Sehr geehrter Herr Thiel,

Sie rennen bei mir offene Türen ein, da ich einer von 13 Unionsabgeordneten war, die im letzten Jahr mit der Forderung nach steuerlicher Gleichberechtigung von Ehe und eingetragener Lebenspartnerschaft an die Öffentlichkeit gegangen ist und dies auch auf dem CDU-Parteitag in Hannover öffentlich vertreten habe. Und, um keine Missverständnisse aufkommen zu lassen, das BVerfG hat nicht allgemein die Ungleichbehandlung als verfassungswidrig erklärt, sondern immer nur bestimmte Aspekte -- wie zuletzt die Frage der Veranlagung zur Einkommenssteuer. Dem hat der Deutsche Bundestag auch noch vor der Sommerpause Rechnung getragen und eine Gesetzesänderung herbeigeführt. Insofern geht Ihr Punkt (1) von falschen Voraussetzungen aus.

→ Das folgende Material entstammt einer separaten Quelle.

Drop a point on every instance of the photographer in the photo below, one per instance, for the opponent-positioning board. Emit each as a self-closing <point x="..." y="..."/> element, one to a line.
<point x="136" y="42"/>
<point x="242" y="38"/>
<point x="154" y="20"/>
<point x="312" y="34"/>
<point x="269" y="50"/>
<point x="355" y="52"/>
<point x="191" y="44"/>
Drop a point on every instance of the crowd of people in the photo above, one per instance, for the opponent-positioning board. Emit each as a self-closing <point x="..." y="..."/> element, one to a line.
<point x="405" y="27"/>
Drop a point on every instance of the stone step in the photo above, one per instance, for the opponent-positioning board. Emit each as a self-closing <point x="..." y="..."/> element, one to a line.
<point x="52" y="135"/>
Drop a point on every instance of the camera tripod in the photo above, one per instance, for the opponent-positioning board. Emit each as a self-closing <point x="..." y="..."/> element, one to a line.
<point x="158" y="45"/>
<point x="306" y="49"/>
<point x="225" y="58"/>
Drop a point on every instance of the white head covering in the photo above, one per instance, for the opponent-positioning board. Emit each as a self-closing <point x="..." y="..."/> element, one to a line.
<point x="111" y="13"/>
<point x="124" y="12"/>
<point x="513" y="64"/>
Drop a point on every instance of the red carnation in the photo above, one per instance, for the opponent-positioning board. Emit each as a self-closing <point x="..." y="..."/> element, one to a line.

Was Punkt (2) angeht: Man kann mit guten Gründen darüber streiten ob es nicht sinnvoll wäre, die Ehe auch für gleichgeschlechtliche Lebenspartnerschaften zu öffnen. Dann würde man die quälenden Debatten vermeiden, mit denen wir uns z.T. auseinander setzen. Ich nehme allerdings zweierlei zur Kenntnis: Dass zum einen die rot-grüne Koalition diesen Weg bewusst nicht gegangen ist, und dass es zum zweiten in dieser Frage keine einheitliche Sicht der betroffenen community gibt. Im Zeitalter der technischen Machbarkeit verschiebt sich ein wenig die Frage der Fertilität aus der lediglich heterosexuell definierten Partnerschaft in andere Partnerschaftsmodelle. Auch die Adoption, die ja der nächste Schauplatz der Auseinandersetzungen sein wird, ist durchaus ein gutes Argument gegen die ausschließliche Privilegierung von heterosexuellen Partnerschaften, wenn es um die Sorge für die nachwachsende Generation geht. Ich glaube, hier wird es noch erheblichen Gesprächsbedarf in der Gesellschaft insgesamt geben.

Ich kann, und dies zu Ihrem Punkt (3), die mentalen Hürden von vielen verstehen, die sich mit einer Gleichstellung schwer tun. Ihnen muss man aber argumentative Brücken bauen, und Ihre Auslassungen zur Verfassungswidrigkeit sind weder ein Argument (weil es so, wie Sie es schreiben, falsch ist), noch baut es Brücken. In der Frage des Umgangs mit gleichgeschlechtlichen Partnerschaften hat sich in den letzten Jahren unglaublich viel getan. Aber man muss auch die Bedenken derjenigen, die sich mit dem schnellen Wandel nicht abfinden können, ernst nehmen. Ihnen mit der Keule drohen, ihre Ansichten seien verfassungswidrig, halte ich für kontraproduktiv und zum Teil für sachlich falsch.

Ich bin davon überzeugt, dass der weitere Weg auch absehbar ist, und zwar in Richtung einer umfassenden Gleichstellung. So formuliert es auch der Koalitionsvertrag:

"Wir werden darauf hinwirken, dass bestehende Diskriminierungen von gleichgeschlechtlichen Lebenspartnerschaften und von Menschen auf Grund ihrer sexuellen Identität in allen gesellschaftlichen Bereichen beendet werden. Rechtliche Regelungen, die gleichgeschlechtliche Lebenspartnerschaften schlechter stellen, werden wir beseitigen."

--- Und das ist doch ein Wort, oder?